Its only practical impacts have been to 1) run IPO activity and foreign registrants out of the U.S. stock exchanges, 2) reduce shareholder value by imposing a dead-weight loss in terms of non-value-added regulatory burden and 3) greatly increasing the profitability of the big 4 public accounting firms.
The only reasonable response is to repeal Sarbanes-Oxley.
(What did you expect of a piece of legislation with Paul Sarbanes name on it?)
At a minimum, any corp. with a market cap less than $2B should be exempted from the stupidity that is SarbOx.
The financial crisis has proven that SarbOx's value is nearly nil, but the cost is massively high when the unintended consequences are fully weighed.
On Nov 04 11:29 PM THofler wrote:
> Large German companies are dropping their NYSE ADR listings. Companies
> like BASF. Why? There are several reasons, but a big one is the
> high cost of SarbOx.
>
> The financial crisis has proven that SarbOx's value is nearly nil,
> but the cost is massively high when the unintended consequences are
> fully weighed.
How does this result benefit anyone?
The companies should be required to sign off on internal controls as SarbOx 404(a) requires. 404(b) is simply too expensive for small companies, however.
In an ideal world, would investors be able to audit the internal controls for every company? Yes. In the real world, do the costs of this outweight the benefits? I'd say no.

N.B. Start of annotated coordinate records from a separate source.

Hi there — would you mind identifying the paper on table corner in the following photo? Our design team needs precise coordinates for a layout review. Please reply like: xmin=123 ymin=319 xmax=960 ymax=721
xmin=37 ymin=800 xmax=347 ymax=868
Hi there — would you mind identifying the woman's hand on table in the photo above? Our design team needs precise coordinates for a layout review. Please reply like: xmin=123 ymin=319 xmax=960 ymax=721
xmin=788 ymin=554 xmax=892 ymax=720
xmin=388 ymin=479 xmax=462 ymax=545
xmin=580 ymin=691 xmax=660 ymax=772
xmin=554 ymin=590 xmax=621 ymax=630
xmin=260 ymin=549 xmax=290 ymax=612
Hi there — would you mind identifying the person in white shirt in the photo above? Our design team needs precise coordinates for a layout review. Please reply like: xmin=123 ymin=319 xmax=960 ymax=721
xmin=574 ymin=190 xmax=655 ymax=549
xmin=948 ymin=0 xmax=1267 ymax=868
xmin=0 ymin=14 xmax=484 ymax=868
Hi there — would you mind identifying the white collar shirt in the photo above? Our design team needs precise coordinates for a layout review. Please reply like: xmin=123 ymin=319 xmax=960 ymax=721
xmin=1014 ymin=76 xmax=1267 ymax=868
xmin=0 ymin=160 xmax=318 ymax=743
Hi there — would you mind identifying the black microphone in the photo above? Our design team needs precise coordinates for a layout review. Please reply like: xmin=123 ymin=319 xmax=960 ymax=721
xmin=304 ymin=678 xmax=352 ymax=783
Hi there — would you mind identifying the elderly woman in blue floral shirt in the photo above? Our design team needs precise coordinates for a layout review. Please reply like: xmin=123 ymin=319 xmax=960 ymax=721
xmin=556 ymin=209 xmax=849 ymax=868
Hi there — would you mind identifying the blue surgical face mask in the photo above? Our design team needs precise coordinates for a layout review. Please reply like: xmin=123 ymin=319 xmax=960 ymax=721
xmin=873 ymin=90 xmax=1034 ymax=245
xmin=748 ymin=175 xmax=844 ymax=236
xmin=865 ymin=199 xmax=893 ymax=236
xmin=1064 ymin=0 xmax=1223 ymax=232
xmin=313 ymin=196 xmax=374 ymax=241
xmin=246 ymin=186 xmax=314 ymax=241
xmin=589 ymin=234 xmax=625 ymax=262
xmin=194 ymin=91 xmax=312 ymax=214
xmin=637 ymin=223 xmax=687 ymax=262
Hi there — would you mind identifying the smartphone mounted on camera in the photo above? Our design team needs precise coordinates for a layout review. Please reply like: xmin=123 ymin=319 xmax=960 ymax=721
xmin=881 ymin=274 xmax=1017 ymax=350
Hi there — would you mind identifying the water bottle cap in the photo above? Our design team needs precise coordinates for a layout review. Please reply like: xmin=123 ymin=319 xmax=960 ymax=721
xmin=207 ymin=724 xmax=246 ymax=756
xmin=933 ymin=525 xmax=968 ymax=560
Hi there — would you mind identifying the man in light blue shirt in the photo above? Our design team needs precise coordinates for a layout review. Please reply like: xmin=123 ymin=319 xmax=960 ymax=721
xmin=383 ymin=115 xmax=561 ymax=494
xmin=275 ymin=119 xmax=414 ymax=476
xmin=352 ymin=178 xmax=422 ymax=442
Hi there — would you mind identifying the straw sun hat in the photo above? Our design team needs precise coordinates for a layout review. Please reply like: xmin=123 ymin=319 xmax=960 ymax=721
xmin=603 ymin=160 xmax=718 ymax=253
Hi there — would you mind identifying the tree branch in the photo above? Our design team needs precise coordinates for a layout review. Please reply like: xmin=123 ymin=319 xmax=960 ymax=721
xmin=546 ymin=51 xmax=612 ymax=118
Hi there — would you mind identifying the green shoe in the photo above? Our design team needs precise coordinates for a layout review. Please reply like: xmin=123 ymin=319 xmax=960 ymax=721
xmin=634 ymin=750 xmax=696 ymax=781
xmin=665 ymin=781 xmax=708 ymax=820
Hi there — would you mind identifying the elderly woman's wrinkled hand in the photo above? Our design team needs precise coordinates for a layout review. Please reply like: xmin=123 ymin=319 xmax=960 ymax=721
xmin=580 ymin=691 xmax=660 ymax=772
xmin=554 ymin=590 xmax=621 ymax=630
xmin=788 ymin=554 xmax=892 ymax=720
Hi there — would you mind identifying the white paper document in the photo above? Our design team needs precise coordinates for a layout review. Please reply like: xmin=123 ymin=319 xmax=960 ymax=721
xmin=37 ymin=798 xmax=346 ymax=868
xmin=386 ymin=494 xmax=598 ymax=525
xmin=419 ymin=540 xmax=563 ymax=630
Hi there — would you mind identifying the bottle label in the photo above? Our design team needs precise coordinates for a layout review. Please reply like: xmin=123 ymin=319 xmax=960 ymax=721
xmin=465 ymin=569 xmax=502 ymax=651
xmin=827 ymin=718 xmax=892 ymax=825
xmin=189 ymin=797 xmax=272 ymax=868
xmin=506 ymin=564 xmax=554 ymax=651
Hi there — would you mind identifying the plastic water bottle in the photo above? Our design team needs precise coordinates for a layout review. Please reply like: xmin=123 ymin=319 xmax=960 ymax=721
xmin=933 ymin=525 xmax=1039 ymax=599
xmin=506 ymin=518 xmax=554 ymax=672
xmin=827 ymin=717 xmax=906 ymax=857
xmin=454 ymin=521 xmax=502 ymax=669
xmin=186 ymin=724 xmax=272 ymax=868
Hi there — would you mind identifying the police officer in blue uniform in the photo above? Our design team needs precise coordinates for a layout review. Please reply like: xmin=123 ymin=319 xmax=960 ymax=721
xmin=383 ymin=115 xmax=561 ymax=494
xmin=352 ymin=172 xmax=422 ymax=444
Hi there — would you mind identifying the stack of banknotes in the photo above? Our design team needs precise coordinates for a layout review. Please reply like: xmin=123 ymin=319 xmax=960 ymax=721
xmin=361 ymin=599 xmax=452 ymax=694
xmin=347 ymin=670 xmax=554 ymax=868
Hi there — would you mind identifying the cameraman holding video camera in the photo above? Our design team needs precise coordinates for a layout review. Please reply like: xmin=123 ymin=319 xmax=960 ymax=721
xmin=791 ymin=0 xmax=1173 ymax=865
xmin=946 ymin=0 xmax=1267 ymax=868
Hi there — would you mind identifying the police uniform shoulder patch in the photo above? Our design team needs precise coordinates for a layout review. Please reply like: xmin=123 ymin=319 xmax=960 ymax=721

We could require more and more information from all publicly-traded companies, but each bit of information costs more and more to provide till the costs simply outweight the benefits. SarbOx 404(b) should really only be applied to large and mid sized companies because the high costs discourage companies from ever participating in the system to begin with. In essence, it's like taxing a good at such a high rate, that a black market forms. What good is it to force companies that would otherwise provide public information to the SEC to be private?
I say cap 404(b) to companies with market caps over $500M. Alternatively, allow small cap/micro cap companies that comply with 404(b) to be taxed at a more beneficial corporate rate.